OTB: For Some, A Prison With Open Doors

Wednesday, October 29, 1987

With Atlantic City just a few hours away by bus, and an OTB just a short walk away, Canarsie has its share of gamblers.

And of course there are all the other kinds of gambling you can find anywhere — poker games, sports betting, perhaps even some video machines with cash payoffs for trusted regulars.

Gamblers Anonymous allows that some gambling is relatively harmless, distinguishing between “compulsive gambling” and “social gambling.”

But for the compulsive gambler, the organization takes a hard line: no form of gambling is safe, no matter what the stakes.

The organization’s manual describes the compulsive gambler as someone “in the grip of a progressive illness,” unable to gain lasting mastery over his or her betting. sinking gradually into “pitiful and incomprehensible demoralization.”

Such persons are hooked on a dream of sudden wealth, yet “pathetically…there never seems to be a big enough winning to make even the smallest dream come true.”

Gambling dominates their lives. Often, it destroys them.

Not very surprisingly, the Canarsie Courier had no trouble finding several people of that description at a local Off-Track Betting station — the one on Rockaway Parkway near Farragut Road.

What was surprising, the gamblers showed no reluctance about admitting their helplessness and unhappiness, even though they did so in a joking manner.

Occasionally one of them would interrupt his confession of misery to place a bet or — with sudden eagerness — to hear the results of a horse race.

Two young men insisted they are not compulsive gamblers, although one confessed he is having trouble stopping. Two older gamblers stated frankly that they are hopelessly addicted.,

They all spoke about the pleasure of gambling, but only the one on a winning streak — he had won about $800 that day — seemed to be having much of a good time. It was a mostly morose, silent crowd, standing among torn betting forms and watching the overhead race-results monitors. Most were dressed in plain or shabby clothes.

“That’s How I Could Be”

A 16-year old white male was especially articulate about his gambling — and what it could lead to.

“I wish I could stop,” he said. When he looks at some of the longtime gamblers at the OTB, “it gets me sick. That’s how I could be when I get older.”

He got started on betting when his father used to take him to the racetrack. He began with $2 bets, but now sometimes bets as much as $200 on a single race. He goes to the tracks twice a week and hangs out at the OTB about three days a week. His weekly losses average about $200.

His girlfriend dislikes it and his father “kills me over it.” So far, he estimates gambling has cost him about $10,000. For awhile he stopped spending money — it all went into gambling. “That’s when it gets bad,” he warned.

But now he’s trying to taper off. “I’ve got to quit,” he said. “I’m going to quit pretty soon.” He has begun spending money on himself and his girlfriend again, and thinks that’s a good sign.

“I think gambling’s a disease,” he said. “The more you win, the more you want to bet on the next race. I quit smoking pot last year. It’s harder to quit gambling.”

Can’t Get Out

A 46-year-old male, stubble-faced and sipping coffee from a paper cup, came right to the point.

“I’m a compulsive gambler, there’s no question about it,”he said. “I wish I could stop. I can’t ever get even now.”

He’s been betting on horses for 25 years, and comes to the OTB every day.

“If I had the money I’ve lost in this place, I could buy three houses and 10 cars. And I’m not exaggerating. I’m putting it lightly.”

Why does he do it, then?

“I must be a masochist,” was all he could offer.

Not a Problem

One 23-year-old said he can stop gambling anytime he wants to, and that he just doesn’t want to.

He’s the one who had won about $800 that day, and he was plainly excited. He said he has definite rules for himself: he doesn’t let himself bet away all of his winnings. He would go home that day with at least $650 of his winnings.
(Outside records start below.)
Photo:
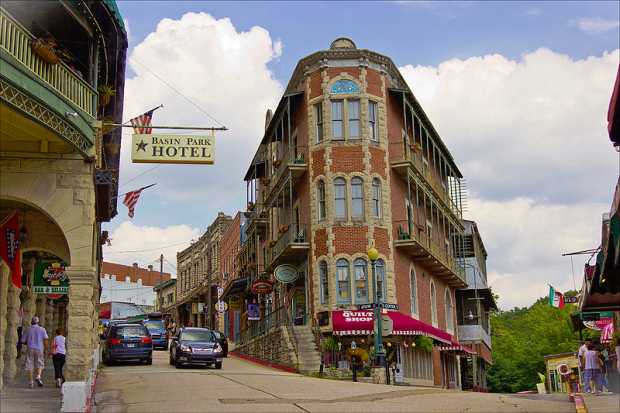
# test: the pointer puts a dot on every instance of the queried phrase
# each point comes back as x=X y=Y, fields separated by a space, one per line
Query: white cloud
x=595 y=25
x=143 y=244
x=222 y=70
He spends some of what he wins, puts the rest in a bank. He gambles two or three times a week.

“Anyone can stop gambling at any given time,” he said.,

“Get Out Now”

A retired man who said he’s been gambling for 40 years said he is a “born loser.” If he had all the money he’s gambled away, he would have “a Cadillac out there and my own home.”

He has tried to quit, and can’t. “Once in a while I stop,” he said. “But I always come back again.”
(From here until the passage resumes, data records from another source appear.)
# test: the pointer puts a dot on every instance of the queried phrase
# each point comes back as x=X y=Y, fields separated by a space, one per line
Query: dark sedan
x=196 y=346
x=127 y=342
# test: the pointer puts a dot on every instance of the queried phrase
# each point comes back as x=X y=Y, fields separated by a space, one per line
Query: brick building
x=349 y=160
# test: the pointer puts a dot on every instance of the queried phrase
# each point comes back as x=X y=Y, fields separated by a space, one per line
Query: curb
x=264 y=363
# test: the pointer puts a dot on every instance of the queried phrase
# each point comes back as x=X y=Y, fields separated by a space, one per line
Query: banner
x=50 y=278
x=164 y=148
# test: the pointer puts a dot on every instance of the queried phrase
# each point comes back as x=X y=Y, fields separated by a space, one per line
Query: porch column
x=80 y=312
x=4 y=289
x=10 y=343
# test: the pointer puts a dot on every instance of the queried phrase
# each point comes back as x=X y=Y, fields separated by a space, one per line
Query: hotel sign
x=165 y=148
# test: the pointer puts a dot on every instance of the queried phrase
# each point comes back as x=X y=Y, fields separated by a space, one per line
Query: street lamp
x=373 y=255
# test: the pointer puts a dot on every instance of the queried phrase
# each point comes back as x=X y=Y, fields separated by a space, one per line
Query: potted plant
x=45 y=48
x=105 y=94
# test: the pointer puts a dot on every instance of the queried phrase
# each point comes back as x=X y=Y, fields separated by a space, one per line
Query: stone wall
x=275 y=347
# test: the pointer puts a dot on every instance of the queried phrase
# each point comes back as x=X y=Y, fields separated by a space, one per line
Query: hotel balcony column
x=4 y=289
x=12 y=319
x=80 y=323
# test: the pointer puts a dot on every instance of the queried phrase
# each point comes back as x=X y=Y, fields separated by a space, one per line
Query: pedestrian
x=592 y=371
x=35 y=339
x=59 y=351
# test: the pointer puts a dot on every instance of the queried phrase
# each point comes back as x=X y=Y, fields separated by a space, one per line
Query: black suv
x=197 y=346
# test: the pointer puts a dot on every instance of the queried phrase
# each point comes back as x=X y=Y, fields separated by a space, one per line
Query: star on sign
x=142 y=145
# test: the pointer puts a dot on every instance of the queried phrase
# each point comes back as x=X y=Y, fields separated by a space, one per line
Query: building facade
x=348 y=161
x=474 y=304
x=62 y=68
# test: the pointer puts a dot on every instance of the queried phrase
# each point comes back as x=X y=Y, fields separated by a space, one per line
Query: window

Does he enjoy gambling? “Yes and no. When you come here, at least people know your name.”

He gambles “To keep active and do something — and the hope that you’ll win something some day and get ahead. But it never happens.”
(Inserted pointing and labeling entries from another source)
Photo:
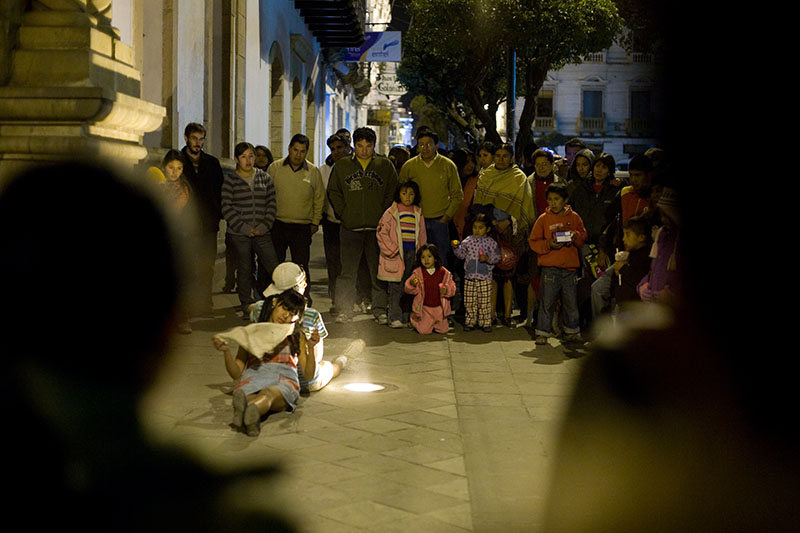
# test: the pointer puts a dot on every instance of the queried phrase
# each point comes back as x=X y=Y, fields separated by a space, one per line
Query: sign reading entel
x=378 y=46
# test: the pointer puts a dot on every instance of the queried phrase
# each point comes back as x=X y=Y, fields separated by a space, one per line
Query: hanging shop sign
x=380 y=46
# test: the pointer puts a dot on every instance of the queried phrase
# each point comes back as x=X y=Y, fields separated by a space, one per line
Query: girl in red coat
x=432 y=286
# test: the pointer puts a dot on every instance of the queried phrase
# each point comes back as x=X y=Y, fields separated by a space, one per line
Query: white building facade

Does he wish he’d never started?

“A truer word was never spoken. There are things you wanted in your life and now you’ll never have them.”

His advice to young people just getting involved in gambling is, “Get out now. You can’t beat them.”

CAPTION

Often Winning, Always Losing — Bettors at the Rockaway Parkway/Farragut Road Off-Track Betting facility watch a monitor for the latest racing results.